Large Language Model-Enhanced Algorithm Selection: Towards Comprehensive Algorithm Representation

Algorithm selection aims to identify the most suitable algorithm for solving a specific problem before execution, which has become a critical process of the AutoML. Current mainstream algorithm selection techniques rely heavily on feature representations of various problems and employ the performance of each algorithm as supervised information. However, there is a significant research gap concerning the consideration of algorithm features. This gap is primarily attributed to the inherent complexity of algorithms, making it particularly challenging to find a universally effective feature extraction method that is applicable across a diverse range of algorithms. Unfortunately, neglecting this aspect undoubtedly impacts the accuracy of algorithm selection and indirectly necessitates an increased volume of problem data for training purposes. This paper takes a significant stride towards addressing this gap by proposing an approach that integrates algorithm representation into the algorithm selection process. Specifically, our proposed model employs distinct modules to extract representations of both problems and algorithms, where the algorithm representation leverages the capabilities of pre-trained LLMs in the realm of code comprehension. Following the extraction of embedding vectors for both algorithms and problems, the most suitable algorithm is determined through calculations of matching degrees. Our experiments not only validate the effectiveness of the proposed model but also showcase the performance of different embedded pre-trained LLMs, which suggests that the proposed algorithm selection framework holds the potential to serve as a baseline task for evaluating the code representation capabilities of LLMs.

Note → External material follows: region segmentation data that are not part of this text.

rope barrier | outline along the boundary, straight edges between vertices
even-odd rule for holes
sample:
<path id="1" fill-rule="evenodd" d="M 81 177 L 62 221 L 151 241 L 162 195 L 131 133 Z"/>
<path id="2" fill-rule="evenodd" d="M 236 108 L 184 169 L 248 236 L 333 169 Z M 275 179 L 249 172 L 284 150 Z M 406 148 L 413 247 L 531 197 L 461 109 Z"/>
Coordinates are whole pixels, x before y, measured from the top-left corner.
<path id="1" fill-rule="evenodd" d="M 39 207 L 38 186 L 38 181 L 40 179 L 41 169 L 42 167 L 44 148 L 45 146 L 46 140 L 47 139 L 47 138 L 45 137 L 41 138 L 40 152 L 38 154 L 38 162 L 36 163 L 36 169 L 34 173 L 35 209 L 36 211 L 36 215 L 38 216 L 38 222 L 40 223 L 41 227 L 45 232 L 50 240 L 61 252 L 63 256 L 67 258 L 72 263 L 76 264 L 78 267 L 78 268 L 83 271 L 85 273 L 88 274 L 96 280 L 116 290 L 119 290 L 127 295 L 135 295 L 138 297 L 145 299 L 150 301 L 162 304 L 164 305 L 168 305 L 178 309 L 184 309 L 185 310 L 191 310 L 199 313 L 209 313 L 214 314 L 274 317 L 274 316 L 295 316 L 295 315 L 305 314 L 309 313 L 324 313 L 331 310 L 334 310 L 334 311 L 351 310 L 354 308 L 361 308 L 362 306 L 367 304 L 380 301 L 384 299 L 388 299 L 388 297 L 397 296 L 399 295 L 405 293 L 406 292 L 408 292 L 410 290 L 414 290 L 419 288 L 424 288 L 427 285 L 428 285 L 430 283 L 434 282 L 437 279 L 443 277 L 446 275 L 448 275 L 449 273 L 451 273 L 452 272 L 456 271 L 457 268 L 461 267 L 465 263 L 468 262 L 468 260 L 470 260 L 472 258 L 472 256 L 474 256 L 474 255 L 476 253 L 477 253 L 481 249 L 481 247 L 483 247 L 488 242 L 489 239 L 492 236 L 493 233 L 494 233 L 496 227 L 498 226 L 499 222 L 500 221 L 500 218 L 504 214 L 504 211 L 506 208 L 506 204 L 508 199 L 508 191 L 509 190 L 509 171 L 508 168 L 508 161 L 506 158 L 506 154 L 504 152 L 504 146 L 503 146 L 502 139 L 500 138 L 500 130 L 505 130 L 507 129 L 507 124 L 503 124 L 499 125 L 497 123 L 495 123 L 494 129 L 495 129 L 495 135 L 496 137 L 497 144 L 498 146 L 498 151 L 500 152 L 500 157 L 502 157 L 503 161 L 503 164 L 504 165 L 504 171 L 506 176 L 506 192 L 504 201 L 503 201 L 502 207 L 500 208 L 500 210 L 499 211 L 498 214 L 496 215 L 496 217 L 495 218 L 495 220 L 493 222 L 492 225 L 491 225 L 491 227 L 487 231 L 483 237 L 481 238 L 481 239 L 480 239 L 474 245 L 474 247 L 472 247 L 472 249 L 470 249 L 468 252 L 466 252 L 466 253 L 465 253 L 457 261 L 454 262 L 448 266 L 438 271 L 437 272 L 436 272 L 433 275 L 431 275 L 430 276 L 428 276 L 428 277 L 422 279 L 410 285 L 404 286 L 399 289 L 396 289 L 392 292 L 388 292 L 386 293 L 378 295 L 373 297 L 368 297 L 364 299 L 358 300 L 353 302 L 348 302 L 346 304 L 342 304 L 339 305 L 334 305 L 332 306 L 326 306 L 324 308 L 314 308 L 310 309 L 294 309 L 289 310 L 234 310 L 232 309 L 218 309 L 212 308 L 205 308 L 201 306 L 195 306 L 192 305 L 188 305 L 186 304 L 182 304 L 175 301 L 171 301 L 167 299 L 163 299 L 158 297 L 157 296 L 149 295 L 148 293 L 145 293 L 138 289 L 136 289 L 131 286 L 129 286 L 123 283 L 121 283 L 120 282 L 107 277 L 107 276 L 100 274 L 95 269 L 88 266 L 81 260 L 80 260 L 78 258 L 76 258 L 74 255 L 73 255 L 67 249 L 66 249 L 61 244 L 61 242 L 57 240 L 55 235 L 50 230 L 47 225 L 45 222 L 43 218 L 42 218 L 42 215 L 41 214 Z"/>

翻译：算法选择旨在在执行前识别出最适合解决特定问题的算法，这已成为自动化机器学习（AutoML）的一个关键过程。当前主流的算法选择技术主要依赖于各种问题的特征表示，并将每个算法的性能作为监督信息。然而，关于算法特征的研究存在显著空白。这一空白主要归因于算法固有的复杂性，使得找到一种普遍适用的特征提取方法以适用于各类算法尤为困难。遗憾的是，忽略这一方面无疑会影响算法选择的准确性，并间接需要更多的问题数据进行训练。本文通过提出一种将算法表征整合到算法选择过程中的方法，朝填补这一空白迈出了重要一步。具体而言，我们提出的模型采用不同模块分别提取问题和算法的表征，其中算法表征利用了预训练大型语言模型（LLMs）在代码理解领域的能力。在提取算法和问题的嵌入向量后，通过计算匹配度来确定最合适的算法。我们的实验不仅验证了所提模型的有效性，还展示了不同嵌入预训练LLMs的性能，这表明所提出的算法选择框架有潜力作为评估LLMs代码表征能力的基线任务。